Chester Hails was taken to the county jail.
During his first interrogation, he refused to speak, only muttering prayers and curses.
The lawyer appointed to him by the court attempted to mount a defense based on insanity.
But a psychiatric evaluation showed that although Hails suffered from serious mental disorders, he understood the illegality of his actions.
He was found sane and fit to stand trial.
The trial began in November 2006.
Gatlinburgg was flooded with journalists, activists, and onlookers.
The courtroom was packed to capacity.
David and Joanna’s parents sat in the front row holding hands, pale and exhausted.
The prosecution presented irrefutable evidence, fingerprints on the coffins, Hails’s diary, and forensic analysis of the remains.
Witnesses described Chester’s character, his religious fanaticism, isolation, and previous incidents of violence.

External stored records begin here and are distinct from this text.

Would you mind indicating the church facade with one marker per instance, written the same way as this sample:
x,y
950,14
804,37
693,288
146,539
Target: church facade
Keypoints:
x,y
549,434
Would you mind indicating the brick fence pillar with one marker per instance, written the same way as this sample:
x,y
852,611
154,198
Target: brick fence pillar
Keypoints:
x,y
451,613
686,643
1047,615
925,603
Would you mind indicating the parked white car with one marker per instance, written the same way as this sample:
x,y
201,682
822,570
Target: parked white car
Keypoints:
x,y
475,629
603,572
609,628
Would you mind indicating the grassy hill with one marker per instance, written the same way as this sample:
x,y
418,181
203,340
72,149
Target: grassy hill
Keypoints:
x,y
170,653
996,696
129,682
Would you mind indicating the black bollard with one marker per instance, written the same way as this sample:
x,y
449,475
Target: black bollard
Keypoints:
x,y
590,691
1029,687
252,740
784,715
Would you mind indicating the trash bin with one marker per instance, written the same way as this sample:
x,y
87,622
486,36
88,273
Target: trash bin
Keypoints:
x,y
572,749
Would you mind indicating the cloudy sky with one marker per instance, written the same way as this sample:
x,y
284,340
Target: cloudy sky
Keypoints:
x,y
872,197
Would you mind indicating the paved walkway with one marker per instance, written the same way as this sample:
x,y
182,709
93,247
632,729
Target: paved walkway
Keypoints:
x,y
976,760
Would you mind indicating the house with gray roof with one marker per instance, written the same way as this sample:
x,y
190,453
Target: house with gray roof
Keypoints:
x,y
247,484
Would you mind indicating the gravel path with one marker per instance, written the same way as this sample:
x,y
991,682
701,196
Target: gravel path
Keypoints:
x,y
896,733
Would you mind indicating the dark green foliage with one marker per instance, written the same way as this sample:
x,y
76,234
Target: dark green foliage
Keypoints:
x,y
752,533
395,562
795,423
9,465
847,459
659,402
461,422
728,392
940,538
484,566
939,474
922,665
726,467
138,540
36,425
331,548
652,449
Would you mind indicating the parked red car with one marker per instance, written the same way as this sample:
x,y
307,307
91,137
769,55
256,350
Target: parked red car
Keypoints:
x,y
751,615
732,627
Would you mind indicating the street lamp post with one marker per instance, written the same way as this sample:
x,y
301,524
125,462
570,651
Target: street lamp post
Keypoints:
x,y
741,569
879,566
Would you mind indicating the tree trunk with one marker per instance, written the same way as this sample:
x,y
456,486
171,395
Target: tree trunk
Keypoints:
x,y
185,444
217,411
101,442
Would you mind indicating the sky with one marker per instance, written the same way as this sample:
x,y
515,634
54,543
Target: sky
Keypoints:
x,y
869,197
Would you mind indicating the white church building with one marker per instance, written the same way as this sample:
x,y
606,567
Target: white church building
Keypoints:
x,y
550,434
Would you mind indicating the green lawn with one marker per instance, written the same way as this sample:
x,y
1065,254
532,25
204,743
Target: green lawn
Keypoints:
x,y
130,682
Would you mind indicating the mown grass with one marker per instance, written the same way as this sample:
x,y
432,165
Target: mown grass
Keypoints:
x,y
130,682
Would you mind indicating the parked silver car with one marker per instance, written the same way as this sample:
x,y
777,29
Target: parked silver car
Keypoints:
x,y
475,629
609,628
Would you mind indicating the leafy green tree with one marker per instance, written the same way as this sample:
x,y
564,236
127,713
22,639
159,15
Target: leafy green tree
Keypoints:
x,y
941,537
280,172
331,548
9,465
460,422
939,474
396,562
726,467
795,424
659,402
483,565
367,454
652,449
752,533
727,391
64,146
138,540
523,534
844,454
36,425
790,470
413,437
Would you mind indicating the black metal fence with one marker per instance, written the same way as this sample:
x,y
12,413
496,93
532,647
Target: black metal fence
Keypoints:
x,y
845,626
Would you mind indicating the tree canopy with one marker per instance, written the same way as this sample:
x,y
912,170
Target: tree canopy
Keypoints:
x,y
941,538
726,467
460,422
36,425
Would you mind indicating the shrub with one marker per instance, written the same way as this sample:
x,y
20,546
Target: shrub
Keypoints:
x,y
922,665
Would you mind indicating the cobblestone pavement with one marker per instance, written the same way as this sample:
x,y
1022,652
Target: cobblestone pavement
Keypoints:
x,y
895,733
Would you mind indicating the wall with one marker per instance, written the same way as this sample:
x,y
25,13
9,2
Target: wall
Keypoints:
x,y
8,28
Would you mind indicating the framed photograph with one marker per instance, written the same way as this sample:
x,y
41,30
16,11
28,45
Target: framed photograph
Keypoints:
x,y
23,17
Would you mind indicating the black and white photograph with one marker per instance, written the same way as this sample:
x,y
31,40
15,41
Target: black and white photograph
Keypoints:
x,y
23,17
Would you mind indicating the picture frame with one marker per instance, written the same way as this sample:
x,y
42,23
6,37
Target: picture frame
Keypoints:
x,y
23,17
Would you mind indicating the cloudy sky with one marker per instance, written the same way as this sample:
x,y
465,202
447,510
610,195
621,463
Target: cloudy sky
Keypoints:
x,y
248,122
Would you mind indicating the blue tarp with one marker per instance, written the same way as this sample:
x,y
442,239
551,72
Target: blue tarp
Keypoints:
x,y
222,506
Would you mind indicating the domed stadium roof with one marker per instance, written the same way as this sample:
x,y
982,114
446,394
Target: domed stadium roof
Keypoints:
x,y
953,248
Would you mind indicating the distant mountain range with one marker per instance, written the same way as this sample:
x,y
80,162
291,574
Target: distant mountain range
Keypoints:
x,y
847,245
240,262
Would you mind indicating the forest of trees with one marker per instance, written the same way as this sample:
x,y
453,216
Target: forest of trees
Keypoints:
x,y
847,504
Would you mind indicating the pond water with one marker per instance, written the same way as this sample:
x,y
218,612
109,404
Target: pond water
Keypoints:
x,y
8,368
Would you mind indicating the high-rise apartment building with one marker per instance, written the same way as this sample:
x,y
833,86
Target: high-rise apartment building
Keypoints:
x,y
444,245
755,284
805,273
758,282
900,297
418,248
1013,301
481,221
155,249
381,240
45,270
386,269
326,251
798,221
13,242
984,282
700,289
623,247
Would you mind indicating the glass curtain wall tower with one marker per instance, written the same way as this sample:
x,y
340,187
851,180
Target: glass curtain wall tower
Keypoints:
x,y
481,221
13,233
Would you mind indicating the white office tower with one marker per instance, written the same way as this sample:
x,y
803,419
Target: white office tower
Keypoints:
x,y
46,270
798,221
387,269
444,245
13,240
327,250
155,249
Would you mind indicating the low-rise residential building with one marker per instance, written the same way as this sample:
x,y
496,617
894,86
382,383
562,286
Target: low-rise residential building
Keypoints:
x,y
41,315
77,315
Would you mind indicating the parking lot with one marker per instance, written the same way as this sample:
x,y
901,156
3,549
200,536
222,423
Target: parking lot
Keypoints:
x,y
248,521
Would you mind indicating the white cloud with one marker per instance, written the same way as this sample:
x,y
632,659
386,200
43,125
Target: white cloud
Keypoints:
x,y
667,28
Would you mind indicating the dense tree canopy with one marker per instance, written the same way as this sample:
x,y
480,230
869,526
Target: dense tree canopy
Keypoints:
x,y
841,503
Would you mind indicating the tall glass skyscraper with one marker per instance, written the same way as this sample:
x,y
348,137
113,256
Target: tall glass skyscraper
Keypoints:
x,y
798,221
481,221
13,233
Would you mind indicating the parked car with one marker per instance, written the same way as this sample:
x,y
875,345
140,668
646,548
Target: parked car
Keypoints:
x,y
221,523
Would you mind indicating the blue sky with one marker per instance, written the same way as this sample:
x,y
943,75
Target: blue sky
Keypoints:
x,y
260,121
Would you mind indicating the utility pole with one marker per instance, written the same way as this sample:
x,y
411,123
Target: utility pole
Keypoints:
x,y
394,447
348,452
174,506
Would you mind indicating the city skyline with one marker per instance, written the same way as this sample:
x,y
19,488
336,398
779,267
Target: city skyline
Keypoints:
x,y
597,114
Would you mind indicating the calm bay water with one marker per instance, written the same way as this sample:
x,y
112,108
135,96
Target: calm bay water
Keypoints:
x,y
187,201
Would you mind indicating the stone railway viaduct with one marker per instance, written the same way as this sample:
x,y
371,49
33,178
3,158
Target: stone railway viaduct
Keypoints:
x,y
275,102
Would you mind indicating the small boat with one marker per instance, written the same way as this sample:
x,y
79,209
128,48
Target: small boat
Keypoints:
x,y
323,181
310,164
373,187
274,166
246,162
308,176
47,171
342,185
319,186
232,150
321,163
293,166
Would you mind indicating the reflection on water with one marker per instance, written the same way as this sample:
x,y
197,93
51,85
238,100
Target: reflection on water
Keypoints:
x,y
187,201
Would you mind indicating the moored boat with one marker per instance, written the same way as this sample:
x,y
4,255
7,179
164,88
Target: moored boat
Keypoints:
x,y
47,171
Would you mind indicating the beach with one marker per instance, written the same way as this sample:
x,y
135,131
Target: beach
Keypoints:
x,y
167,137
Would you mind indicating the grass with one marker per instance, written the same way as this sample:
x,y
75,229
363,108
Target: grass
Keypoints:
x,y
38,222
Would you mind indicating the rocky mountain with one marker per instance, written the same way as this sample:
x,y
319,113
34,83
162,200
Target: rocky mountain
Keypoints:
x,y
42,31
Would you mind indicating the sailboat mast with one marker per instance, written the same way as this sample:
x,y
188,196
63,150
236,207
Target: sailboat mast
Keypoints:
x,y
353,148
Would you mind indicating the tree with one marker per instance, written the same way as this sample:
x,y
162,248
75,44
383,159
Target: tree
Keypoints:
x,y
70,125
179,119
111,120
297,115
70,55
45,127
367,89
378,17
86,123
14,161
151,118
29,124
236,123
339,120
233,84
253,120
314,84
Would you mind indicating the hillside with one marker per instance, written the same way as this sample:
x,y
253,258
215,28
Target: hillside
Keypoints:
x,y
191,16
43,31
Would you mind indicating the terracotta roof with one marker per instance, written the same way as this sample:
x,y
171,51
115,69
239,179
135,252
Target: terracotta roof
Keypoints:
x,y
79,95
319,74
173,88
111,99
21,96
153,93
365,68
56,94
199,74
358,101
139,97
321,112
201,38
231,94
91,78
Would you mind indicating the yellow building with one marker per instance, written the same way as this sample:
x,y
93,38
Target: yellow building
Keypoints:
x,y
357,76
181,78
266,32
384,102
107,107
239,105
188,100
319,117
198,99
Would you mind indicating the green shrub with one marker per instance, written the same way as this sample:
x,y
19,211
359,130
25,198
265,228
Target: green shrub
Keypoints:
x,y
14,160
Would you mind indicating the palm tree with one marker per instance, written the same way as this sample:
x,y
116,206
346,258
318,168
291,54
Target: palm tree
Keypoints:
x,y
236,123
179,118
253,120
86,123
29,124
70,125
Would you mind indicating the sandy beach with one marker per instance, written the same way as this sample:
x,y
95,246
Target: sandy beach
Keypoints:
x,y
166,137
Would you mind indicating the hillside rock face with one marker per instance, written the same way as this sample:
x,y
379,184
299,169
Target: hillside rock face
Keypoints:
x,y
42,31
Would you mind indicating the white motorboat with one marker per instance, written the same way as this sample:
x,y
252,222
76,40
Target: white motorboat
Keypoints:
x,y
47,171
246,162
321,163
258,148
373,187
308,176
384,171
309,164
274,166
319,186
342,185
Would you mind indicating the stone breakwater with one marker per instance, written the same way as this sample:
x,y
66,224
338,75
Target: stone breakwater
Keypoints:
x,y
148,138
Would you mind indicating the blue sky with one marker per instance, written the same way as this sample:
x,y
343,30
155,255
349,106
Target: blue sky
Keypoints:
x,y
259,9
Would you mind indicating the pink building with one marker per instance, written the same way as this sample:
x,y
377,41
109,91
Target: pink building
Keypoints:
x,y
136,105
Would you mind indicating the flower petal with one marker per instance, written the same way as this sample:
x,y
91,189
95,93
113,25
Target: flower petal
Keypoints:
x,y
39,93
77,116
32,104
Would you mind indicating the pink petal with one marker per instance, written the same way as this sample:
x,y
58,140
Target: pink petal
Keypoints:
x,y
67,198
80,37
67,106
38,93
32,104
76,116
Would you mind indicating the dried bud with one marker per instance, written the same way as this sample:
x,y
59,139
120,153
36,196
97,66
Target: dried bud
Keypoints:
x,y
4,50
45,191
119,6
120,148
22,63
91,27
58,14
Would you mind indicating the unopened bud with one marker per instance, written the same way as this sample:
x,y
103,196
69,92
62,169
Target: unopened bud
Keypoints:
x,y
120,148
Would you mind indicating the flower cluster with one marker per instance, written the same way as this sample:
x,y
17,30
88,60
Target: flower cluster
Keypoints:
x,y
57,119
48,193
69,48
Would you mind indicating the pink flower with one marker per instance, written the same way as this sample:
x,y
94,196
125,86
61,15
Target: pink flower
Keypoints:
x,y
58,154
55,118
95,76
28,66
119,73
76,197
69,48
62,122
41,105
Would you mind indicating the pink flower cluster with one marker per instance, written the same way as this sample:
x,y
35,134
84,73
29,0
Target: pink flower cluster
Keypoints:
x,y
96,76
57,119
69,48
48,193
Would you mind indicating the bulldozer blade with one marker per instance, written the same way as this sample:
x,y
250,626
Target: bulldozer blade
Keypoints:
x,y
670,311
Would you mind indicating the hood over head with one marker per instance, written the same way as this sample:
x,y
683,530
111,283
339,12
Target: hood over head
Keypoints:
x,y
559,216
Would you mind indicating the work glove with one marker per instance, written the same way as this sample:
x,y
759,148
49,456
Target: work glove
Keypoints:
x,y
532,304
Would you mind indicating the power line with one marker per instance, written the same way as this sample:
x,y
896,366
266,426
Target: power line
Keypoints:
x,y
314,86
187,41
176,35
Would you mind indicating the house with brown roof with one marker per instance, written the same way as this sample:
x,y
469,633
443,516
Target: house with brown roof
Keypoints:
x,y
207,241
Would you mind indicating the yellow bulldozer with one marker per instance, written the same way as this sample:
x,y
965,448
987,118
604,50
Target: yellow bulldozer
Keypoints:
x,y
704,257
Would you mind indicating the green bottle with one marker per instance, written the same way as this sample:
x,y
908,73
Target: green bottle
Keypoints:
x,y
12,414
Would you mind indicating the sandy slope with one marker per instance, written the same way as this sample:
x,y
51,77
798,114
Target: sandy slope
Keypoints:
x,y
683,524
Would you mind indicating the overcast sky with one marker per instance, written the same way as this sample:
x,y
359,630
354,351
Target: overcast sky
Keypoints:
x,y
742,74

A medical expert confirmed that the crack in David’s skull could have been the cause of death, and that Joanna had died of suffocation.
There were signs of a fracture on her hyoid bone.
The defense tried to portray Hails as a sick man incapable of controlling his actions.
A psychiatrist testified that Chester suffered from paranoid schizophrenia with religious delusions.
But the prosecution countered that Hailes was conscious enough of his actions to hide the bodies, make coffins, and avoid detection for 3 years.
The jury deliberated for 2 days.
On December 7th, 2006, they returned a verdict.
Guilty on two counts of first-degree murder.
Guilty of kidnapping.
Guilty of desecrating remains.
The judge sentenced Chester Hails to two life sentences without the possibility of parole.
When the sentence was announced, Chester showed no emotion.
He just stared into space, moving his lips in silent prayer.
After the trial, David and Joanna’s parents were finally able to bury their children.
The funeral was held in Nashville in the small church where they had both grown up.
Hundreds of people came to say goodbye.
Friends, colleagues, neighbors.
Linda Foster, holding a photo of her daughter said, “We can finally let them go.
” For 3 years, we lived in uncertainty, hoping that they were alive somewhere.
Now we know the truth.
It’s a terrible truth, but it’s closure.